だが、俺の目の前に立っていたのはモザイク戦士スペルマンではなく、俺だった。

 

何かがおかしい。

 

自分の姿はどうだろうか。

自分の姿も現世のモノだ。

いや前世かもしれない。

だが前前世ではない。

 

少しほっとした。

 

もう前前世の記憶も曖昧になってきている。

あまりあの姿を思い出したくはない。

 

ヒトガミが出てこない……やはりここはヒトガミと会うための夢の世界ではない。

ヒトガミのようなことをしでかした俺がヒトガミの代わりになった世界かもしれないな。

 

周囲を見渡すと、以前空いていた穴とは別の穴がもう1つ増えていた。

随分と大きな穴だった。

また1つ未来が潰えたのだとすれば、これは俺の未来なのかもしれない。

 

なるほど。

 

これは俺が俺自身を夢の中で見る未来視か。未来視と言っても、未来に何が起きるかが判るわけじゃない。ヒトガミのような強力な未来視ではないってことだろう。俺の将来がお先真っ暗かどうかが判る程度の未来視。
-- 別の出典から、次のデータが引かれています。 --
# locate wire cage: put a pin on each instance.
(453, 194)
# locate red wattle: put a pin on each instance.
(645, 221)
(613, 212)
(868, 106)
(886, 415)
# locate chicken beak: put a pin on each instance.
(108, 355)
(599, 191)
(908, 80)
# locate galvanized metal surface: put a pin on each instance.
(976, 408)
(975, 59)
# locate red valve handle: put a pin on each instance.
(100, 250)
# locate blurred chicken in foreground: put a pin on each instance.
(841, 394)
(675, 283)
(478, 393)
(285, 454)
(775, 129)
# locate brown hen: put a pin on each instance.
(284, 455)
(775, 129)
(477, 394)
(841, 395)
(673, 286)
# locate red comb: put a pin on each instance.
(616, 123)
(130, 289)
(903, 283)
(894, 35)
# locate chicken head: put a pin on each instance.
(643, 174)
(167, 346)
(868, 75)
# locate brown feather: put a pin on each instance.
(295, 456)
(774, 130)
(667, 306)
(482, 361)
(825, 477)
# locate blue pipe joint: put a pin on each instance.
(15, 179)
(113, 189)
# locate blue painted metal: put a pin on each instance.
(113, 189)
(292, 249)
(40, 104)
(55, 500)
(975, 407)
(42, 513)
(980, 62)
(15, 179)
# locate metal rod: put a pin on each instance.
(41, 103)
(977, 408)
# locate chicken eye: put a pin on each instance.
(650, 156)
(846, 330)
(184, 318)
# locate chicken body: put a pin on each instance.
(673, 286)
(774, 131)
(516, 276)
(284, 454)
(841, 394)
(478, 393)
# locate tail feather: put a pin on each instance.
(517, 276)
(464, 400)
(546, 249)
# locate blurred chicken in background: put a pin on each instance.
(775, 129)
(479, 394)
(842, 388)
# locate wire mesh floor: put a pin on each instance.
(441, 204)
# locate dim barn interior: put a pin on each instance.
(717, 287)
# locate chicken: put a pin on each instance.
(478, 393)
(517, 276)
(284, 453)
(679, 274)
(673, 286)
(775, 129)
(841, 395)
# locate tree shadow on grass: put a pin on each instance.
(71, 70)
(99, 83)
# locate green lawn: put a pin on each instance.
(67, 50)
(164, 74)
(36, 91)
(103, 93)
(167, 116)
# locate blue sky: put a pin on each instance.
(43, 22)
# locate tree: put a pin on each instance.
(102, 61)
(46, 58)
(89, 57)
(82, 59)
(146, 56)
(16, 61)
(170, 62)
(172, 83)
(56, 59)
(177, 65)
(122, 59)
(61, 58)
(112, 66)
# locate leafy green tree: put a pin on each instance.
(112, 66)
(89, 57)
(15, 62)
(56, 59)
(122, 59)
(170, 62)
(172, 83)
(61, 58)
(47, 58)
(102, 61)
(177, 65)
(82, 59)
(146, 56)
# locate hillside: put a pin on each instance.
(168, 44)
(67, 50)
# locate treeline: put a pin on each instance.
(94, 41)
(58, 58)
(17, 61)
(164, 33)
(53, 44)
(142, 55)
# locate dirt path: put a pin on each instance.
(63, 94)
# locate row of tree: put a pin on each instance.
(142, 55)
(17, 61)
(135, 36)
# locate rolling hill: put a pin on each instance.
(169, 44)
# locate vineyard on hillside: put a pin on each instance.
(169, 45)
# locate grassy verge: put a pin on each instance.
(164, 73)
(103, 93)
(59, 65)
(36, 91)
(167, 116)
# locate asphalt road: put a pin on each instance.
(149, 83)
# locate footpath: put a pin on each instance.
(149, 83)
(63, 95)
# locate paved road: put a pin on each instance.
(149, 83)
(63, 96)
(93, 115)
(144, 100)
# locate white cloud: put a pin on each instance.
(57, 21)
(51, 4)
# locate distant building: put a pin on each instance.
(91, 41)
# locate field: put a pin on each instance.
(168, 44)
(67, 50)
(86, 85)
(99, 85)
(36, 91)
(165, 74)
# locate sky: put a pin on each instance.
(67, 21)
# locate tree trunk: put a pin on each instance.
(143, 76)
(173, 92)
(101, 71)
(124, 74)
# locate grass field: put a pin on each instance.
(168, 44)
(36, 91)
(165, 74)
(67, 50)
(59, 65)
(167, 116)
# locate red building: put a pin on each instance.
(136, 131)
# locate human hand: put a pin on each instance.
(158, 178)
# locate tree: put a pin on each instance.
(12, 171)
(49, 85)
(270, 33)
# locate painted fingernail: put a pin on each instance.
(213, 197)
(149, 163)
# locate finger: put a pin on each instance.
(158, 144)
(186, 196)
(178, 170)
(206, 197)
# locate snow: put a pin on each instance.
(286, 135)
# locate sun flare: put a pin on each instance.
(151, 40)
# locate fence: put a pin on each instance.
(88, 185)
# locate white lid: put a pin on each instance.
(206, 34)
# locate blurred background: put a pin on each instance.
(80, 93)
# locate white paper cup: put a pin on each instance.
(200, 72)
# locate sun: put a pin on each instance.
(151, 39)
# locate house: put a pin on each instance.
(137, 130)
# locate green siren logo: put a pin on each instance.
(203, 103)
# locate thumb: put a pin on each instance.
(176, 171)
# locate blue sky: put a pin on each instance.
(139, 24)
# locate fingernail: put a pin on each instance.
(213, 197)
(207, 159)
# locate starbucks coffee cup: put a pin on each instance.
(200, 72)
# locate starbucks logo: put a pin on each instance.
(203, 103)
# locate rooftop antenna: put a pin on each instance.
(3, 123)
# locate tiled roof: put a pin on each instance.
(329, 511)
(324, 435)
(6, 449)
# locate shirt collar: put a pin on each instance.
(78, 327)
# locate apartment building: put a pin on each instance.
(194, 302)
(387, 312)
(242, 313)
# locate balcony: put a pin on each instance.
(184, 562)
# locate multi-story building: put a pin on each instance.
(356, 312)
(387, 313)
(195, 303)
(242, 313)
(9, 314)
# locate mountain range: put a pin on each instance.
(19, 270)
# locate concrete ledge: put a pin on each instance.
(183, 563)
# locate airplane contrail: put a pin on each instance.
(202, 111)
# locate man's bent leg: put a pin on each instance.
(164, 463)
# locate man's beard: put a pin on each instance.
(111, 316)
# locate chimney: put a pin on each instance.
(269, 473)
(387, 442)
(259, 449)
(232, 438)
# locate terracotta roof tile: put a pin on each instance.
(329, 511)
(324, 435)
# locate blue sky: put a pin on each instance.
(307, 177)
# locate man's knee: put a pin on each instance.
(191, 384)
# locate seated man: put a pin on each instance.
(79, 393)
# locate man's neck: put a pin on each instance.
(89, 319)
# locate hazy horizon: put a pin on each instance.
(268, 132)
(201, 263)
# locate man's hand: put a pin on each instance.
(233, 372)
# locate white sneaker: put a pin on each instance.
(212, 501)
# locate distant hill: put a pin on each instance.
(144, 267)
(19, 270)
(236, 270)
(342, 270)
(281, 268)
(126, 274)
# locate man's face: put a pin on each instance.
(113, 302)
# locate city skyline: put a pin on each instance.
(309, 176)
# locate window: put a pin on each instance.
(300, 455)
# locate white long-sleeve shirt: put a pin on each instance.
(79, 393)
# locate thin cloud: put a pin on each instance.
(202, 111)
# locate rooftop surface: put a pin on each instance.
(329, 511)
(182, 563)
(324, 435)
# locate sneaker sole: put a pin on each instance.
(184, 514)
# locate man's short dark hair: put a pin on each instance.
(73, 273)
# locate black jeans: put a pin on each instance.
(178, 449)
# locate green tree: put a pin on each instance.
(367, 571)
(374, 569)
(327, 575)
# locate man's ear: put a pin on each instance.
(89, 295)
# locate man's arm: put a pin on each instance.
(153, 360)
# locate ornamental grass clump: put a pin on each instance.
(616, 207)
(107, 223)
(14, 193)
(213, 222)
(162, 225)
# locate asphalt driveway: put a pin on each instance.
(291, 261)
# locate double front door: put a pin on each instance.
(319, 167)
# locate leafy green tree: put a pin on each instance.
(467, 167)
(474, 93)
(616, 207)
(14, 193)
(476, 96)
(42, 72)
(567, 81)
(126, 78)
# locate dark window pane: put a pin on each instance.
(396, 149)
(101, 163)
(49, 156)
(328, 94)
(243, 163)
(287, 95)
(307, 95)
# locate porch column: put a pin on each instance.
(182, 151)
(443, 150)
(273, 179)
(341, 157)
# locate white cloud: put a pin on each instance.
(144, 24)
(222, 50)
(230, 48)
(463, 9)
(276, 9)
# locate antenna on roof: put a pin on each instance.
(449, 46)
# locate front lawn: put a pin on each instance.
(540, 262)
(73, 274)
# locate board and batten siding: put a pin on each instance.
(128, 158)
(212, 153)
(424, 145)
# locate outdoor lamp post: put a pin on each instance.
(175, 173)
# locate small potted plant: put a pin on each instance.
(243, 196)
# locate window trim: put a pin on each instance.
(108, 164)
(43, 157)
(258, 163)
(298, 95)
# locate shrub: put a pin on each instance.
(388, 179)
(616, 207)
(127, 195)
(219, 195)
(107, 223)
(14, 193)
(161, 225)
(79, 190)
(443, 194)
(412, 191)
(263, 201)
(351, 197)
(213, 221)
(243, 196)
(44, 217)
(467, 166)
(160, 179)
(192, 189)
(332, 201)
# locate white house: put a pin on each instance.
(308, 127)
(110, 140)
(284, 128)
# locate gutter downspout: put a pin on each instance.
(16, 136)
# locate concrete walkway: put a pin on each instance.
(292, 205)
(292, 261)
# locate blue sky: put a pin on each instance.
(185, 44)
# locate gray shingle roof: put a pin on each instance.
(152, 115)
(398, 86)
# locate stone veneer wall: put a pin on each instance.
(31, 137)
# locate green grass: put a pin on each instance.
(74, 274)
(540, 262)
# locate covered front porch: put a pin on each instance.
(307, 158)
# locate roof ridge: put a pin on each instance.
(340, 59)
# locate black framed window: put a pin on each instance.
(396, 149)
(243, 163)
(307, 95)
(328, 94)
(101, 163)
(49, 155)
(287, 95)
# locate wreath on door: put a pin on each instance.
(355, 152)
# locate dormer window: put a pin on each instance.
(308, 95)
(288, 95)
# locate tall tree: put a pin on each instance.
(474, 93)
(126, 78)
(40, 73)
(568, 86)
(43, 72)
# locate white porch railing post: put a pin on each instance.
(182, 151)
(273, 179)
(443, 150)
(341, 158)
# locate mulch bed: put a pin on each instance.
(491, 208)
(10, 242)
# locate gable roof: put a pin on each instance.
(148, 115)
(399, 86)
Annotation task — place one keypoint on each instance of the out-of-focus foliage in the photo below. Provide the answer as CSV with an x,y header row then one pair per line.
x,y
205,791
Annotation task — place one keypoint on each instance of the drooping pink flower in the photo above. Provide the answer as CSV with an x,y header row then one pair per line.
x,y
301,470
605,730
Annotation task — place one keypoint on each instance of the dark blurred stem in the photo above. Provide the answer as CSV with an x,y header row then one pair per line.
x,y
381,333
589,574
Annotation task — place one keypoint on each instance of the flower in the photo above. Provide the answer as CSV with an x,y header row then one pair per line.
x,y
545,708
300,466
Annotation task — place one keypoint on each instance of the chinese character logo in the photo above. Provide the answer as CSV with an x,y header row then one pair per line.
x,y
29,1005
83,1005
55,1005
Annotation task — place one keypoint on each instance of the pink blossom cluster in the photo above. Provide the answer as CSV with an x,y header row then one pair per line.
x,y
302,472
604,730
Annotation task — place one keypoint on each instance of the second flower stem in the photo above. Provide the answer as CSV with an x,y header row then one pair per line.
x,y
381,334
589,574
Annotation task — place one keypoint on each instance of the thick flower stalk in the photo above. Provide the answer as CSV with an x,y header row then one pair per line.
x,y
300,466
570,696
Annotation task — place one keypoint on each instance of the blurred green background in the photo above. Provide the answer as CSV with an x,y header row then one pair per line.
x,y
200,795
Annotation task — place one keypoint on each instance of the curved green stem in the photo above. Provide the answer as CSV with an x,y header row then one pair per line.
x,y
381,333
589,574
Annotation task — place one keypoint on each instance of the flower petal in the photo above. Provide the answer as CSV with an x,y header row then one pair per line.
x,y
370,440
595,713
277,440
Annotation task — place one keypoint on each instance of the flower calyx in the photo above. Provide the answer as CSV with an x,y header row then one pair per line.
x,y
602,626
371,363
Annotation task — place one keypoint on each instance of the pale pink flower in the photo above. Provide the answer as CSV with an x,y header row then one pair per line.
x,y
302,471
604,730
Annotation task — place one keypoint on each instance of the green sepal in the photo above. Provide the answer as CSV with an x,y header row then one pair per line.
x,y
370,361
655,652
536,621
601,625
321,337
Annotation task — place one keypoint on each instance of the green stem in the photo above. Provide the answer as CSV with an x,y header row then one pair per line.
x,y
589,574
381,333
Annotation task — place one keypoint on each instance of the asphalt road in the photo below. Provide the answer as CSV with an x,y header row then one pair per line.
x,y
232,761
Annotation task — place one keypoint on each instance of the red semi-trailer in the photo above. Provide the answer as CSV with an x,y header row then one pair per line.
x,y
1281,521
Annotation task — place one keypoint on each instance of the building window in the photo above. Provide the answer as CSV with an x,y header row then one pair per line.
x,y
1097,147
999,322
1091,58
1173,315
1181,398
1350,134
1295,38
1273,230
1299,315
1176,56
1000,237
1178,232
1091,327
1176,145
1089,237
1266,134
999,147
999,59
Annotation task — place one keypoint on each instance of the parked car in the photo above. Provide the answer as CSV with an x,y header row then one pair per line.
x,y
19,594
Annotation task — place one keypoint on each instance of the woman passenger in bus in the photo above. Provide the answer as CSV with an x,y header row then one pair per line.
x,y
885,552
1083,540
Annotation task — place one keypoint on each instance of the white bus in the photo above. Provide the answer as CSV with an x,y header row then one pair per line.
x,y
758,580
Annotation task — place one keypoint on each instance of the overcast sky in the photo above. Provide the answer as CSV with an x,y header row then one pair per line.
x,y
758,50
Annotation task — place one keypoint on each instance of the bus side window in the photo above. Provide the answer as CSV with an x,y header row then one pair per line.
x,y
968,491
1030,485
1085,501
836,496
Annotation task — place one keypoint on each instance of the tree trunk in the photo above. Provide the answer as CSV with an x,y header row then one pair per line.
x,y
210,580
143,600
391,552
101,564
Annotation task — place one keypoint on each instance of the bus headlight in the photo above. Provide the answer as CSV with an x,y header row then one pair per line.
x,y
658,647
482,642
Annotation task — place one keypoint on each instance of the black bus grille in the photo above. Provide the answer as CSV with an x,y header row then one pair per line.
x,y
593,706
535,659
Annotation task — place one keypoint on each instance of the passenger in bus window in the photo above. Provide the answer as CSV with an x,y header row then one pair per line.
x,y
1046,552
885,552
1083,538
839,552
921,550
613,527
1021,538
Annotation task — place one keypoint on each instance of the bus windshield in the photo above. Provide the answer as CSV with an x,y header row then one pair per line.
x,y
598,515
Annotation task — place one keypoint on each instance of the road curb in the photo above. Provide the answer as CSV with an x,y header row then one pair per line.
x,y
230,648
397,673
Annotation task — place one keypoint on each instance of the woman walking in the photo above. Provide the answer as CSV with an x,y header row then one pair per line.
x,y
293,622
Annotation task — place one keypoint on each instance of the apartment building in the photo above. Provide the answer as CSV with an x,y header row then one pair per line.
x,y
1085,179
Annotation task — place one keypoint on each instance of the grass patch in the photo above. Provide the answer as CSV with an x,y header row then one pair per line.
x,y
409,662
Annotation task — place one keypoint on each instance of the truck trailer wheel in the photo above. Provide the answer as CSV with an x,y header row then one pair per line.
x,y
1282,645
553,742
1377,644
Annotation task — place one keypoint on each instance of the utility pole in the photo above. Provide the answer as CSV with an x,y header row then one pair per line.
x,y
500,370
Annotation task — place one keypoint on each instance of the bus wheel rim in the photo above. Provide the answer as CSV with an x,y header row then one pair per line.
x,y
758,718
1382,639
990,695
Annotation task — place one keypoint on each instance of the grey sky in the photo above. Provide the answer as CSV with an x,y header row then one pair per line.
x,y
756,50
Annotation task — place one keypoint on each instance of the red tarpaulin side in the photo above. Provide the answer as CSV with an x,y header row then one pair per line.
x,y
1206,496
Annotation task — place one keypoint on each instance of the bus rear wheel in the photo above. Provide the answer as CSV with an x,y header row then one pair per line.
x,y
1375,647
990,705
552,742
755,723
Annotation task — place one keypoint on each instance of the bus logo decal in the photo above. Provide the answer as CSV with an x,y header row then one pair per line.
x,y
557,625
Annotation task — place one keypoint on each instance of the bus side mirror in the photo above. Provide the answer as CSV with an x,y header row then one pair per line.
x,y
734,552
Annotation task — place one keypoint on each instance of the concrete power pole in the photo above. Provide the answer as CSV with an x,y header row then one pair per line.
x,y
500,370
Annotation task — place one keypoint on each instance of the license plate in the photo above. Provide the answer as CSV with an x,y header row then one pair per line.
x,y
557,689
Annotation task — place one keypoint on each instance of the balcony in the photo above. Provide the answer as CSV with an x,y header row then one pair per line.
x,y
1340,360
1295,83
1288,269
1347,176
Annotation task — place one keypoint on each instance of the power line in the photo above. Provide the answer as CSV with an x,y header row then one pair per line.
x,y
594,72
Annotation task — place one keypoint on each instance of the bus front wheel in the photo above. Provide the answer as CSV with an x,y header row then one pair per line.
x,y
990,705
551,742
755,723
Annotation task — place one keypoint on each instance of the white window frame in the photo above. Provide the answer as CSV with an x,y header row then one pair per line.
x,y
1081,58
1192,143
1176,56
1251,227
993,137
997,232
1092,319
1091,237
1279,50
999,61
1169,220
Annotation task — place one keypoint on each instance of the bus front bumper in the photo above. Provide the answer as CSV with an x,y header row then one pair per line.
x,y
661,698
そこに空いた大きな2つの穴。自分のことだから当たり前かもしれないが、なんとなくその意味が解った。

 

--

 

目が覚めたのに腫れぼったくて瞼が開きづらかった。寝ながら泣いていたのだろうか。現実で自分の身体が起こしたことは曖昧で、反対に夢の中のことをはっきり覚えている。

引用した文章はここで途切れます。